Another takeaway from this decision, particularly as the effective date of Reg F is right around the corner, is the importance of choosing the correct counsel for the defense of FDCPA matters. This means engaging actual FDCPA defense attorneys, not collections attorneys who dabble in defense or attorneys who merely advertise that they deal in “creditors rights” but have no track record. As shown by Hunstein, the fallout from bad decisions can affect the entire ARM industry in significant ways. Genuine FDPCA defense attorneys are not hard to find.

The above statement is not theoretical: in the substitute opinion, the majority once again relied on Preferred’s original counsel’s admission that transmitting data to a mail vendor was a “communication” as defined in the FDCPA. The only person who seems to think this admission was correct is the person who made it; not a single FDCPA defense expert has agreed with this contention.
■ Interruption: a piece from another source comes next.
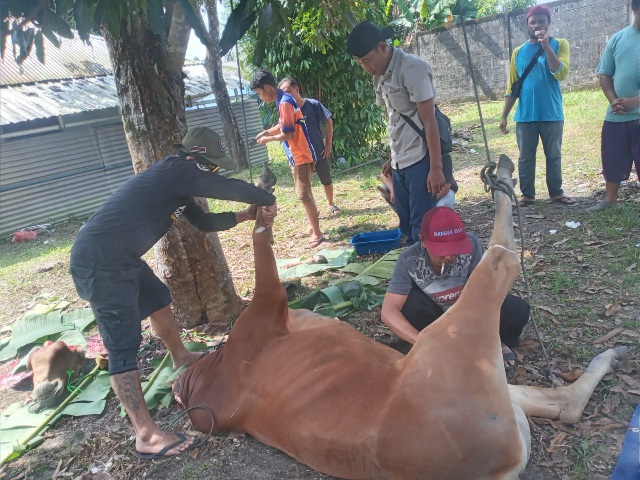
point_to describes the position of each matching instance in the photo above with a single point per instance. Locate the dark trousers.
(420, 310)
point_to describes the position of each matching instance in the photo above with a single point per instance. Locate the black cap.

The admission certainly backed this case into an unpleasant corner since the original opinion seemed to hinge on it. 

Additionally, in support of its holding that the Transunion decision does not require the Hunstein case to be dismissed for lack of standing, the majority cited the case of  Lupia v. Mericredit Inc. (Case #20-1294, 10th Cir). Lupia was a bad case from the beginning. A debt collector attempted to argue a bona fide error defense while simultaneously admitting on the record that it did not have policies or procedures. After losing in the district court, despite having no fundamental basis for a bona fide error defense, the case was inexplicably appealed to the 10th Circuit. Since the Lupia opinion was issued after Transunion came out, the opinion included a section on standing, which did not favor the ARM industry. As noted when the decision came out, no good can come from appealing a bad case, and we see the results here. Was Lupia the crux for the majority’s decision in the Hunstein substitute opinion? No. However, it certainly provided fuel for the fire.

This issue is important to mention at this juncture because the effective date of Reg F is right around the corner. The ARM industry expects a flurry of lawsuits in the initial months following the effective date. If debt collectors do not choose their defense counsel wisely, there is a very real possibility that we will see bad decisions regarding Reg F, which must be followed by the rest of the industry.